Last chance for school reform: D.C. schools are the worst in the nation, but they may also be ripe for big changes.

AuthorMangu-Ward, Katherine

AMERICAN PUBLIC SCHOOL teachers don't get fired. They just don't. In New York City, hundreds of teachers spend all day in "rubber rooms" because they're deemed too dangerous or stupid to supervise children but can't be booted because they have union-protected tenure. In crisis-ridden California, the mildest of threats from Gov.Arnold Schwarzenegger to cut back on teaching staffs led to an immediate rebuke from the White House.

So when 266 teachers were unceremoniously canned in Washington, D.C., in the fall of 20% the educators of America collectively slid their glasses down their noses and glared at the District of Columbia. Although 266 firings might not seem like a lot in a country that has lost 8.4 million jobs since December 2007, they could turn out to be more important to the nation's long-term health than the $150 billion "jobs bill" legislators were debating on Capitol Hill.

D.C. is a divided town. In the heart of the capital, the federal government hums along, churning out paperwork and disillusioned interns at a steady clip. But the rest of the city is in pretty miserable shape. The District of Columbia Public Schools rank below all 50 states in national math and reading tests, squatting at the bottom of the list for years at a time. More than 40 percent of D.C. students drop out altogether. Only 9 percent of the District's high schoolers will finish college within five years of graduation. And all this failure doesn't come cheap: The city spends $14,699 per pupil, more than all but two states and about $5,000 more than the national average. Yet as unlikely as it seems, D.C. may prove to be the last best hope for school reform in the United States.

The District's school system is sitting at the center of a remarkable convergence.

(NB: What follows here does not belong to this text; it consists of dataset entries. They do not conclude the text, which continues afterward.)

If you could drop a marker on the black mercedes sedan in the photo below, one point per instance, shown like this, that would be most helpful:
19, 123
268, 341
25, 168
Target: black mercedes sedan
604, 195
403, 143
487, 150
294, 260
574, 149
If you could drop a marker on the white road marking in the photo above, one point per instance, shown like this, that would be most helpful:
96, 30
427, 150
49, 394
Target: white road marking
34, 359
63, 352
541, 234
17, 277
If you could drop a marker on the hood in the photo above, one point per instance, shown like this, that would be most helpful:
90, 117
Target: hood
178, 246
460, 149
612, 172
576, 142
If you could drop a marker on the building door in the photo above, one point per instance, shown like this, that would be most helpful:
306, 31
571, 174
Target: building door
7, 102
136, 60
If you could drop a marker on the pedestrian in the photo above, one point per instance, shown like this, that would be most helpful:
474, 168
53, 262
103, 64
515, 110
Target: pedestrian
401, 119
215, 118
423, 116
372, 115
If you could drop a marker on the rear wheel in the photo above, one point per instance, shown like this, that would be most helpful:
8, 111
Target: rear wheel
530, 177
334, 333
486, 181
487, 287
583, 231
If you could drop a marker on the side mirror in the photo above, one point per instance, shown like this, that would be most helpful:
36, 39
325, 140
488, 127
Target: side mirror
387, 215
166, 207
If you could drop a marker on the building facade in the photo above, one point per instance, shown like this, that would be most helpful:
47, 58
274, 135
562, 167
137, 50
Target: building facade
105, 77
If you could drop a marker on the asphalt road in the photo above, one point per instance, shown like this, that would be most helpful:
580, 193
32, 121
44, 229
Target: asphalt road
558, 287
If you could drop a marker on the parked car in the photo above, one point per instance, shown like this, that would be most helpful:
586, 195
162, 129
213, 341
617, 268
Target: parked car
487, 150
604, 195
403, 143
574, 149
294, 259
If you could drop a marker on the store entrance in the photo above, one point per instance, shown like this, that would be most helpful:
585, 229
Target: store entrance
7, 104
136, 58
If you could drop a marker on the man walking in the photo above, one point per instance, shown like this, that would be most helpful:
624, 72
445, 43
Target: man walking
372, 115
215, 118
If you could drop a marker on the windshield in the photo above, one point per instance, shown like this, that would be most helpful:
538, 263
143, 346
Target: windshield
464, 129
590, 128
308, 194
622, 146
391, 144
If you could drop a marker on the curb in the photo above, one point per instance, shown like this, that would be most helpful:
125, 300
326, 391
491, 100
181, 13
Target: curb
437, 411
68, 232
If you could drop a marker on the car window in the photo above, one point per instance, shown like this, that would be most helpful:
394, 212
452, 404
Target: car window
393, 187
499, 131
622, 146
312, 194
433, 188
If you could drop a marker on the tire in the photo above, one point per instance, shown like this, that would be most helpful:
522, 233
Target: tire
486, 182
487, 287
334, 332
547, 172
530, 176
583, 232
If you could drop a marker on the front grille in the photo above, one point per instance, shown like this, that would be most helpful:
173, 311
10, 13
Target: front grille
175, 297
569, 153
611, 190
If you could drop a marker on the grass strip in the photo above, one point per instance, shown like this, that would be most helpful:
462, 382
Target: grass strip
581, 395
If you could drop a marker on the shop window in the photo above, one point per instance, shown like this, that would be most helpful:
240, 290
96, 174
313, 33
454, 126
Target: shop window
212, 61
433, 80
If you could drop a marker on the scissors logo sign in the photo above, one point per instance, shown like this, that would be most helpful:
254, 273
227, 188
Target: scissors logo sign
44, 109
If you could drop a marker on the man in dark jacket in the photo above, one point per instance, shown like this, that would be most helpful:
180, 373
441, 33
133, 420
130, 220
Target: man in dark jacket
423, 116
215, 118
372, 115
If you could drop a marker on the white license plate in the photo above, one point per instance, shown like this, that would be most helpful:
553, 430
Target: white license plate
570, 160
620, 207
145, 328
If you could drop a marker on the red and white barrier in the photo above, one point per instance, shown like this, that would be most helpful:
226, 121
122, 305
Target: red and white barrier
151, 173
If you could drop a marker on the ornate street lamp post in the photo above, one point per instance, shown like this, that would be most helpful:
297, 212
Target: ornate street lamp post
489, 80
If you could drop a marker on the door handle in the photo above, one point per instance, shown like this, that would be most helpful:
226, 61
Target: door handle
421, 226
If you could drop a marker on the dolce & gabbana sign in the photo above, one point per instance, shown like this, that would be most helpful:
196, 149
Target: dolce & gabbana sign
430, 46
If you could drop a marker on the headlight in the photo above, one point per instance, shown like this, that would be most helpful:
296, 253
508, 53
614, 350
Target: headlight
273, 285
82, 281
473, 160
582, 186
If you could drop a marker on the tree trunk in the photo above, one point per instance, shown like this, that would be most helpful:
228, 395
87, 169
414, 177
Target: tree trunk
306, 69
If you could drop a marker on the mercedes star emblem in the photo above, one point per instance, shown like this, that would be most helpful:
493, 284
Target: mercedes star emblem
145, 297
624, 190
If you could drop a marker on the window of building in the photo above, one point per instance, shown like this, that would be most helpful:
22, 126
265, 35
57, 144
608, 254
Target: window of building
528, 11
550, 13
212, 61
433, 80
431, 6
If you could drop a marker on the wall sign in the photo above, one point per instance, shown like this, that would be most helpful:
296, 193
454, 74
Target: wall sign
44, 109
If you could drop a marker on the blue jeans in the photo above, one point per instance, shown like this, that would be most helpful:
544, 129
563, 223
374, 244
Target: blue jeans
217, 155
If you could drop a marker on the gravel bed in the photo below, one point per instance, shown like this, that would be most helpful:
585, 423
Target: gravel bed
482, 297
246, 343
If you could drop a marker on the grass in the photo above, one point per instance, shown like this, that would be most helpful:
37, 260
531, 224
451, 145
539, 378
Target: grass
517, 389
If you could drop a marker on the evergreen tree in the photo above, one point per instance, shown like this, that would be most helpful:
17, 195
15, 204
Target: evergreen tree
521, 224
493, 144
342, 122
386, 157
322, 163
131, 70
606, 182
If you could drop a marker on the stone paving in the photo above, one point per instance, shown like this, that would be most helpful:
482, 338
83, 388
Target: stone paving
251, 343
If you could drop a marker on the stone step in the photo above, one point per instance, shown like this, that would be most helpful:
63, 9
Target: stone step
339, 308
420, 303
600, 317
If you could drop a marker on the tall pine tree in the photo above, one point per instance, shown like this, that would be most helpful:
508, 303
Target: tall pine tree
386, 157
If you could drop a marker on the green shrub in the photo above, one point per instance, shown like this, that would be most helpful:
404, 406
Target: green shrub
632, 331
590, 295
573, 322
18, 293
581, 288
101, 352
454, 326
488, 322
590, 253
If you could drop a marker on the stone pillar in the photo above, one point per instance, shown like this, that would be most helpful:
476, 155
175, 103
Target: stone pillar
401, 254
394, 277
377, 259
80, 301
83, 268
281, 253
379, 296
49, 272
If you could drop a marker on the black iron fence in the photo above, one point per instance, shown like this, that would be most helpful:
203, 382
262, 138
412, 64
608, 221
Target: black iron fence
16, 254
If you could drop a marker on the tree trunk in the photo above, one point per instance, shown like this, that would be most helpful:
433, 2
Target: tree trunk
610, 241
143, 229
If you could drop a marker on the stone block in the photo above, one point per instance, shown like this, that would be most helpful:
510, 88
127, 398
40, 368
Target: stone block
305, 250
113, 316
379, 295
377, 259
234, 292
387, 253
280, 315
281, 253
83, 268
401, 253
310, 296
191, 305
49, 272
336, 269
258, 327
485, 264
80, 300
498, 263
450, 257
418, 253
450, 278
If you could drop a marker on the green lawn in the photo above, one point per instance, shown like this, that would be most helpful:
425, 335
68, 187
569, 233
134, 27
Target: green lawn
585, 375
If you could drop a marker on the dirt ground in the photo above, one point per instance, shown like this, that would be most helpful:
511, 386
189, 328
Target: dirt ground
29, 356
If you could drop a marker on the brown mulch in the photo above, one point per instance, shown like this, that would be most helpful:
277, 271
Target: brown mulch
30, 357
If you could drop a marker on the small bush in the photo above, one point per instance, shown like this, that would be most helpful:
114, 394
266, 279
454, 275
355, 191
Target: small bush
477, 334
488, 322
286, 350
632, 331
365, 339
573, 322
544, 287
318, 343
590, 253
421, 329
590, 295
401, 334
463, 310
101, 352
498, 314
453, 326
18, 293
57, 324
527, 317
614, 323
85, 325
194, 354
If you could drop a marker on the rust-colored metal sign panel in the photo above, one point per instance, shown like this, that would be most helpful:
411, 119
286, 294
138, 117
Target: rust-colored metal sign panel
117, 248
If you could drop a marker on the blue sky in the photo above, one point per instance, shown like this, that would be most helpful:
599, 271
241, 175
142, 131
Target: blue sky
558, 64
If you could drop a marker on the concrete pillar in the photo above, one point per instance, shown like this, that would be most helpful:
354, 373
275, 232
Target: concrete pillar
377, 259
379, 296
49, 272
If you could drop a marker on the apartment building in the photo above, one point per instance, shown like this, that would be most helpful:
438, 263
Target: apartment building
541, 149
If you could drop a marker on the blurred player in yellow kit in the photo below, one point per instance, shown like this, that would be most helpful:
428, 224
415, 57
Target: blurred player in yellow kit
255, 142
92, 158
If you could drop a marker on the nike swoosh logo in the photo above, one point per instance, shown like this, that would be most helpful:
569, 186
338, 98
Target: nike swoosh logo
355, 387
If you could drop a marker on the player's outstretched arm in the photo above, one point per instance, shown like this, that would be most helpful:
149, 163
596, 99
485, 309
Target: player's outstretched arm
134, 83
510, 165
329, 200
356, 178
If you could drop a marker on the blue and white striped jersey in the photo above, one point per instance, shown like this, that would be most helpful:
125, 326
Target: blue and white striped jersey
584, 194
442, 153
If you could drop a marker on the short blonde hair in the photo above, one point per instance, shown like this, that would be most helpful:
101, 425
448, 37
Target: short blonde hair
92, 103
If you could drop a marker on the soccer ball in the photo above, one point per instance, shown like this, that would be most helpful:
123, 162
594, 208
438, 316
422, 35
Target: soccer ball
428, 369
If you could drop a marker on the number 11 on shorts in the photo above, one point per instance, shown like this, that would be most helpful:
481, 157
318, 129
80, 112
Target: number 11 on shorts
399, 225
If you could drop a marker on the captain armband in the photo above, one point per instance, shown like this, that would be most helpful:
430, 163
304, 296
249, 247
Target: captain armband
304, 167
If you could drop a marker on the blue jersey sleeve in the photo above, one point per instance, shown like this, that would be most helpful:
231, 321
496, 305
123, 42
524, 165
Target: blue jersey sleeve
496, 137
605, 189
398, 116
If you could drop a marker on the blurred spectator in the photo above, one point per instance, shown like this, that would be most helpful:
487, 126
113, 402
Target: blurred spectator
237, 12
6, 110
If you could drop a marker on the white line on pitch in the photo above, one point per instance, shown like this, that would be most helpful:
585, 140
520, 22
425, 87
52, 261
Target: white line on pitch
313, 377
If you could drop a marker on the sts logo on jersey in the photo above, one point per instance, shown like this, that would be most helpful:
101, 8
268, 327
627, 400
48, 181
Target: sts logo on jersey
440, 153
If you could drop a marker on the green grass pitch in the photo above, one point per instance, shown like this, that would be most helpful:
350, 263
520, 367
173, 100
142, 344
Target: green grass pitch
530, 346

A driven, reform-minded chancellor, endowed with extraordinary powers by the city council and mayor, arrived on the scene in 2007 just as the teachers union's contract was about to be renegotiated. Charter schools are blossoming, with nearly a third of the city's public school students now enrolled in nontraditional institutions. And a new presidential administration, which has been retrograde in other policy areas ripe for reform, has flirted with some of the more advanced ideas on the education front. Add an education secretary who has respectable reform credentials and a president who has two school-age children, and it's hard to imagine a sweeter set-up.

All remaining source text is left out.